By way of clarification, JNF was never part of the JDK. What we removed
was the JDK's *usage* of JNF. And we did so because Apple deprecated it
and never even provide a JNF framework for aarch64.
Applications either need to migrate off JNF and find an alternative, or
take Apple's open-source project, build it yourself, and include it with
your application. Either way, this isn't a JDK problem.
-- Kevin
On 11/22/2021 11:56 AM, Michael Hall wrote:
On Nov 22, 2021, at 12:39 PM, Alan Snyder <javali...@cbfiddle.com> wrote:
On Nov 22, 2021, at 10:12 AM, Kevin Rushforth <kevin.rushfo...@oracle.com>
wrote:
JNF was removed from the JDK if that's what you are asking.
Indeed, that is why there is an issue.
The JDK may not be using JNF, but library developers still use it.
The JDK replacement for JNF is not supported for use outside the JDK.

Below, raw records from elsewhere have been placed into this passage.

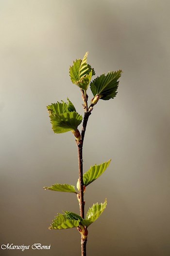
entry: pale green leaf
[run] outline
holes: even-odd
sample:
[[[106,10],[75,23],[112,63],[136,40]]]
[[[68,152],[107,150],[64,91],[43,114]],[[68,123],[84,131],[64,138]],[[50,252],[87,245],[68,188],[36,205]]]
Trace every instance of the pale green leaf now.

JNF is not just convenient, there is at least one essential use for which there
is no adequate replacement.
See https://bugs.openjdk.java.net/browse/JDK-8274596
I have a fair amount of code that would break if some JNF option wasn’t
available. I have no estimate for how much rewriting I would need to do. Two of
the projects I needed to recompile to get notarized needed it. I don’t actively
do anything with it anymore but have some older code that did.